Something that I did not mention earlier is the fact that when I first got diagnosed in 2009, I had no insurance. It sounds like that would be a bad thing, but I was helped--a lot. The social worker did everything she could to make sure that I got everything I needed and she looked up every free program she could find. The hospital had a free program for people like me so that I could go to the outpatient clinic there. The program also extended to the Endocrinologist. I was also was told about a free prescription program that would send me whatever medications I needed. I was all set.
Since everything was just sent to me for free, I didn't even really think about it. Life went on, as you read, for better or worse. When my efforts began to dwindle, my medications began to accumulate. I didn't even notice when my coverage stopped. They sent me something to reapply, but to be honest, I don't even remember getting it. I guess I was just too depressed.
When I started school, since I did not have insurance, I was required to buy the student insurance they offered. It didn't sound like a bad idea anyway. I also stopped working completely to just focus on school and I was living off of students loans. I wouldn't quite say I was doing alright. My diet consisted mainly of things that cost $1, and as you can imagine, that can't be healthy.

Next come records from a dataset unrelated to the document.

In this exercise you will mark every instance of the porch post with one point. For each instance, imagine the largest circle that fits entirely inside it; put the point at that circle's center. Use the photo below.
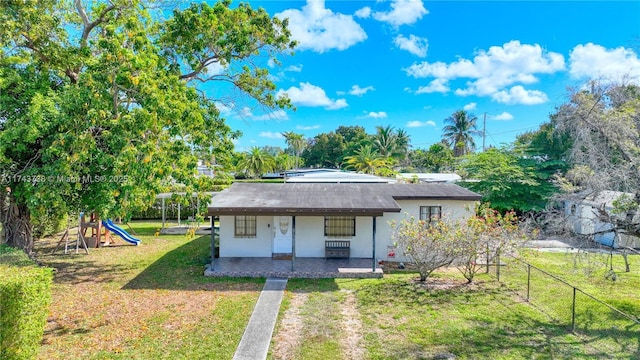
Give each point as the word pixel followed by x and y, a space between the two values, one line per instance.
pixel 163 213
pixel 213 241
pixel 373 252
pixel 293 243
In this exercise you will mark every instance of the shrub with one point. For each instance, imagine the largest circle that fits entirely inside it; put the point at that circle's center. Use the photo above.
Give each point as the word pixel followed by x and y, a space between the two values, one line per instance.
pixel 25 295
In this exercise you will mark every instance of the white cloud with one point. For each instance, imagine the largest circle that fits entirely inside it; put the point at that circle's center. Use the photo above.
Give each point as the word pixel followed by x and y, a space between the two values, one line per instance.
pixel 271 135
pixel 358 91
pixel 504 116
pixel 215 69
pixel 363 13
pixel 319 29
pixel 402 12
pixel 520 95
pixel 294 68
pixel 311 95
pixel 274 115
pixel 245 112
pixel 308 127
pixel 417 123
pixel 416 45
pixel 491 72
pixel 595 61
pixel 376 114
pixel 437 85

After my few months of complete denial, when I decided to start taking care of myself, I called the prescription program to see if I can get some meds sent to me. I was not eligible anymore because of my new insurance. I called the hospital to ask them to write me a prescription. Of course, I had to be seen first. 2 or 3 weeks later, I finally got an appointment. They wrote my prescriptions out and when I went to go pick them up, I began to really worry. It was $25 for one of my insulins. That may not sound like a lot since without insurance it would have cost about $150. I shouldn't complain, right? Well since they both cost be $25, that means I needed to pay $50 a month just for my meds. When you don't have a job, that is a lot of money.
So, as of right now, I am not out of my meds yet, but it will happen. I have already began digging into my rent money to buy food. I guess I will just have to keep digging. I am desperate to find a job and I am getting extremely worried. I will not let that stop me from keeping myself healthy, though. I am determined.